While imaging is nothing new to healthcare, its presence in shared, centralized data systems is only a recent innovation. Enterprise imaging, or visualizing the EHR, has evolved over the past three or four years, stemming from switching diagnostic imaging from an X-ray film image to an electronic image, making the image easier to share, Mr. Green says. Similarly, he explains, the increasingly common use of digital cameras, smart phones and multispecialty imaging systems presents clinical information that can be shared to improve patient care.
The technological ability is slowly emerging that allows the images to be sent out of the radiology and non-radiology departments and into the wider enterprise via the EHR where other physicians within the hospital, as well as a patient's physician outside the hospital, can have secure access to the images.
"Enterprise imaging is the ability to bring all of those images together and make them available in the EHR of the patient to all the caregivers who are caring for that patient," he says.
When all caregivers have access to an image, overutilization and unnecessary imaging orders decrease because physicians can see what images have already been taken and can avoid repeat pictures.
"Without access to images, you can have a lot of cases where physicians may request additional imaging procedures they don't require," Mr.

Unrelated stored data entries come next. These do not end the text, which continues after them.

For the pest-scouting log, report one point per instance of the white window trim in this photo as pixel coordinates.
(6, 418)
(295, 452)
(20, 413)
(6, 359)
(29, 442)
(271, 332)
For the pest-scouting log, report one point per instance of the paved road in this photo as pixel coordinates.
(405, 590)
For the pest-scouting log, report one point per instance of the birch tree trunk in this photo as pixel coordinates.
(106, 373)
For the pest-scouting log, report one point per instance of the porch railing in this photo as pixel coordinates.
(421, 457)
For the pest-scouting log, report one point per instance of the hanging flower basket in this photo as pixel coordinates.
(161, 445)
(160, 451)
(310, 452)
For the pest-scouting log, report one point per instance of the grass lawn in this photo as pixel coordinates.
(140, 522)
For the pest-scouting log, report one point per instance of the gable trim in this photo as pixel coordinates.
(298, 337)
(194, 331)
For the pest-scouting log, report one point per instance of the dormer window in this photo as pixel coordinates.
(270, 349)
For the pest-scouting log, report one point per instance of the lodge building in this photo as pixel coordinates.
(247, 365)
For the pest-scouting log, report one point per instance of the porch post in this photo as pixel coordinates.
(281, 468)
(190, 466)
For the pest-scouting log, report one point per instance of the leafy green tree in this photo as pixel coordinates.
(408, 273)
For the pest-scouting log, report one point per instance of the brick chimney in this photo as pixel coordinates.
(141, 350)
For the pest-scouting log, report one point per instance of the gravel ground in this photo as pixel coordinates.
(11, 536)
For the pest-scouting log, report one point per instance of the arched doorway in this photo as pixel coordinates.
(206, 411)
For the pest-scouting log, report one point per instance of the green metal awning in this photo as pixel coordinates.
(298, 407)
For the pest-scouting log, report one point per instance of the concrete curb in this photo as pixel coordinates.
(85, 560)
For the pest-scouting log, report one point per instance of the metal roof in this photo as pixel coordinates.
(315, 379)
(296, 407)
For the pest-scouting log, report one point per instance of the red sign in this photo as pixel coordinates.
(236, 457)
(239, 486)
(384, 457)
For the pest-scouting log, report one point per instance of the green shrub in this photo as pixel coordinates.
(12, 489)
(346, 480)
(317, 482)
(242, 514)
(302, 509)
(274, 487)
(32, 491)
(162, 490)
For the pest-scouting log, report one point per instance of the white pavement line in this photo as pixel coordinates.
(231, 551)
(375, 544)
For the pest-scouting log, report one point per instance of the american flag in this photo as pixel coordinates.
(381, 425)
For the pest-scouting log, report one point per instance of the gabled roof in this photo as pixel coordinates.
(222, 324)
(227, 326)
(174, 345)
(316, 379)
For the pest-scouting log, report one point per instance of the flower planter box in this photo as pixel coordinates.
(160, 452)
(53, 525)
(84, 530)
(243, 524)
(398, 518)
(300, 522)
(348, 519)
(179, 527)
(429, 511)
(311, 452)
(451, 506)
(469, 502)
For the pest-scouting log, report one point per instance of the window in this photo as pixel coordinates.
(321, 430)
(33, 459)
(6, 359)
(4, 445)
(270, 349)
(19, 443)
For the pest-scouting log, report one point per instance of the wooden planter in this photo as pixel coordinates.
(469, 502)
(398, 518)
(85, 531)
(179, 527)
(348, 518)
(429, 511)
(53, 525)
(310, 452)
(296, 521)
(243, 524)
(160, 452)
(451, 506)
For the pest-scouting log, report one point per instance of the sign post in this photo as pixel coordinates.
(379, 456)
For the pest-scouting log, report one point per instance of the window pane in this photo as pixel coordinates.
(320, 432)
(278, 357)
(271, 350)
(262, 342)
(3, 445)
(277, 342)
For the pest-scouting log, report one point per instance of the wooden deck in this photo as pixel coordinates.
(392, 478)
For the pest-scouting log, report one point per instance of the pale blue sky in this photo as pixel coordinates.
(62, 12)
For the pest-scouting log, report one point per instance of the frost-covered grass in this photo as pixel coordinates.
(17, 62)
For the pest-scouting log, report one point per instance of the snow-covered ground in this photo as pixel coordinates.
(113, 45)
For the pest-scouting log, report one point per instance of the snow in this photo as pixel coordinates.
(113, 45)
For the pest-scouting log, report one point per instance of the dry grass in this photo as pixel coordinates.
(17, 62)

Green says. "Every hospital can identify a certain percentage of images that are done that are not necessarily needed, purely because the particular physician at the time cannot see those images."
The accessibility of images goes both ways, with patients being able to access and even send pictures to their providers. For example, Mr. Green says enterprise imaging has proven useful in wound care treatment. While patients discharged with wounds may have to come back to the hospital to have the wound treated, with enterprise imaging, the patient can simply send an image taken with a digital camera to physician to examine and address, potentially saving an unnecessary hospital trip, he says.
Enterprise imaging is still in its early adoption phase, but it is evolution and expansion is growing, Mr. Green says, estimating approximately 10 to 15 hospitals have implemented this approach to data sharing.
"Nearly every hospital has a [picture archiving system], so they're doing the departmental imaging. Now, enterprise imaging is a kind of second stage of that," he says. "Having access to the complete imaging picture would hopefully give a more reliable diagnosis. There should be an improvement in patient care and more productivity from a physician point of view."